The diary thus becomes the text’s truest portion, not simply because it offers the direct voice of the character who has been treated as a kind of puppet by two different men with agendas to serve, but because its style is convincing. And the details she relays are staggering against the previous versions: “Peal of bells from the unseen church. My 1929 plan was much like the bell motif. Short selling is folding back time. The past making itself present in the future…A song played in reverse. But going against the mkt., everything is turned on its head.”

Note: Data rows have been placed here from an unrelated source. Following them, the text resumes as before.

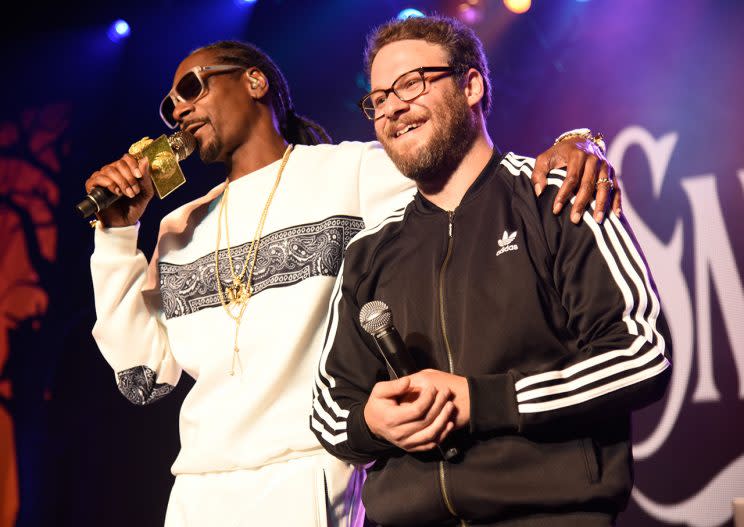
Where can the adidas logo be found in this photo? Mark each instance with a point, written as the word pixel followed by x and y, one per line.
pixel 506 243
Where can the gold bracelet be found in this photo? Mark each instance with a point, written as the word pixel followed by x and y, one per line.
pixel 586 133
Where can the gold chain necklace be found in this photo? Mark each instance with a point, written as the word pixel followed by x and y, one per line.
pixel 238 293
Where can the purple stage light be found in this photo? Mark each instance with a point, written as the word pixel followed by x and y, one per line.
pixel 409 13
pixel 119 30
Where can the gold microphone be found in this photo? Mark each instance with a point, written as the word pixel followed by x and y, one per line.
pixel 163 155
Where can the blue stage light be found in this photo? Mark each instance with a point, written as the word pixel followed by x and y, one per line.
pixel 119 30
pixel 410 13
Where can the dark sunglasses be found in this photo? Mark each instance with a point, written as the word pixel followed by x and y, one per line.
pixel 189 88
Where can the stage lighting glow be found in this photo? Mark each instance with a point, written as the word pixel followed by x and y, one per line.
pixel 518 6
pixel 409 13
pixel 119 30
pixel 471 12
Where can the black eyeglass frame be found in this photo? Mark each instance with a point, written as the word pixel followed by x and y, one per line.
pixel 176 97
pixel 392 89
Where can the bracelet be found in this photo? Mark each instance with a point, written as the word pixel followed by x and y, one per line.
pixel 586 133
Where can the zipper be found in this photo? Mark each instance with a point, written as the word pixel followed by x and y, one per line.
pixel 448 349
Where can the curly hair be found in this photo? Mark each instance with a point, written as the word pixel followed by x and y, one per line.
pixel 294 128
pixel 464 48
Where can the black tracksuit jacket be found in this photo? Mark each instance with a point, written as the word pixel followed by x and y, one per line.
pixel 557 328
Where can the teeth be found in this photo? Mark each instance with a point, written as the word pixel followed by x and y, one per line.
pixel 406 129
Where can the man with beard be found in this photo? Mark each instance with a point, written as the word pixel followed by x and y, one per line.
pixel 532 339
pixel 237 292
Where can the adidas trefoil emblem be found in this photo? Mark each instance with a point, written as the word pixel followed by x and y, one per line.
pixel 506 243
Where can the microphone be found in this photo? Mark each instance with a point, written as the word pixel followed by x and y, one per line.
pixel 163 154
pixel 376 319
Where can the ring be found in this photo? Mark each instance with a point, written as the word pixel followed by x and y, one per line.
pixel 605 180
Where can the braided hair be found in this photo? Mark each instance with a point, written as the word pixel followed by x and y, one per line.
pixel 295 128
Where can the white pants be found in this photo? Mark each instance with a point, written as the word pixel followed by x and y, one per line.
pixel 312 491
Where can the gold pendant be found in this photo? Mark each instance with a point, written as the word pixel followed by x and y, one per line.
pixel 237 292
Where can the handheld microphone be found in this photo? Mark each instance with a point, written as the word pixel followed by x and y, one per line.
pixel 163 154
pixel 376 319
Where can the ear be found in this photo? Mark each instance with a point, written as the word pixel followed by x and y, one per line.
pixel 258 84
pixel 474 87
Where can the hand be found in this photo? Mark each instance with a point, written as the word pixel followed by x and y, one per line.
pixel 127 178
pixel 411 419
pixel 443 381
pixel 580 156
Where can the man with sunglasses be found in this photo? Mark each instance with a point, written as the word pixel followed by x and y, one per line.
pixel 237 291
pixel 532 339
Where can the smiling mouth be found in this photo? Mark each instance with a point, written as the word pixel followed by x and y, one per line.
pixel 407 129
pixel 193 128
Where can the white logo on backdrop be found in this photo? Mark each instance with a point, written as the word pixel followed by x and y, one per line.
pixel 714 265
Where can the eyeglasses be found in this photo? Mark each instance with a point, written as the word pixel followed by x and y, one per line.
pixel 406 87
pixel 190 87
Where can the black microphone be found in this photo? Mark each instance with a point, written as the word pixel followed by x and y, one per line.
pixel 163 154
pixel 377 320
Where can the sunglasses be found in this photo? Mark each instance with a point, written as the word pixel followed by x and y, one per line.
pixel 190 88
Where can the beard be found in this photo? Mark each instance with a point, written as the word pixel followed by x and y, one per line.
pixel 209 150
pixel 453 134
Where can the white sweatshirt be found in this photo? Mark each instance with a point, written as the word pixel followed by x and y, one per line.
pixel 155 321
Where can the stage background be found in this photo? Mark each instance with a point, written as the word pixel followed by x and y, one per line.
pixel 662 80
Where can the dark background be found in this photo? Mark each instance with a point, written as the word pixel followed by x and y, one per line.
pixel 73 101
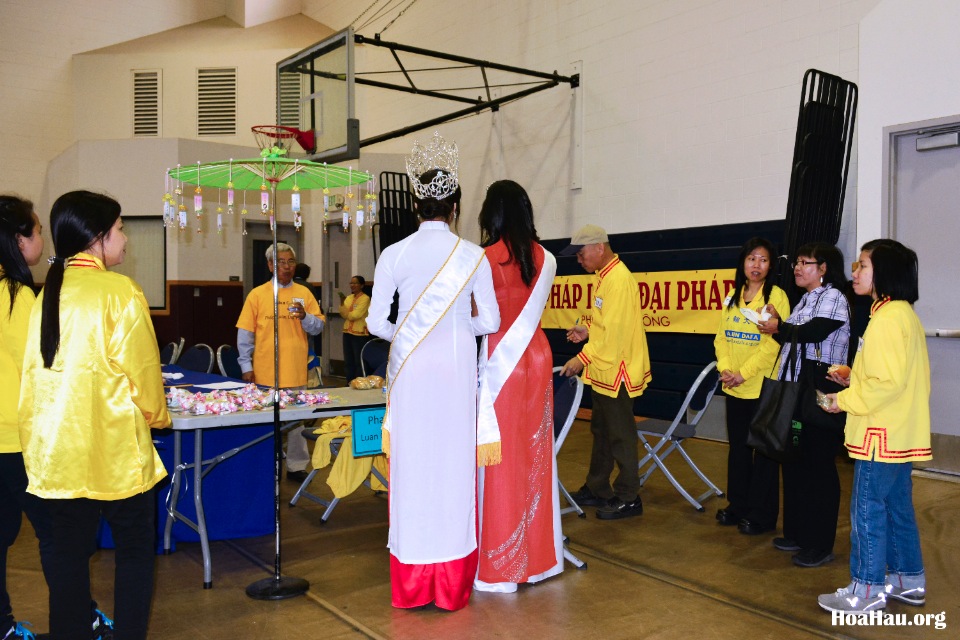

As Mildred’s condition worsens, pain and the morphine given to blunt the pain reduce the diary at the level of language to what is most immediate. Sensory impressions, flashes of image and sound conjure the experience in vivid fragments:
Ferns within ferns within ferns within ferns
Bird-crowded treesSome leaves reddening at the edges
La fauve agonie des feuilles
Keeping one here, suspended in its agonyA bell in a bell jar won’t ring
By this point in the novel, the most startling truth has already been laid bare—it was Mildred’s brilliant mind most fully behind Andrew Bevel’s vast fortune, and it was Mildred’s mind behind the terrible folly of 1929. These final details, then, testify to the truth of the whole diary—the version of the story one is meant to trust—in their extraneousness. What is recorded here does not serve Mildred and she does not need it to, unlike Vanner’s vengeful take, Bevel’s own weaponized idealism, or even Ida’s half-constructed, well-intentioned inquiry. “Futures” is private, revelatory, stylistically intimate, and told from the point at which Mildred no longer even has power over her own body. As the final voice of the novel, this provocative inversion of perceived authority carries readers of Trust to a phenomenally satisfying final note.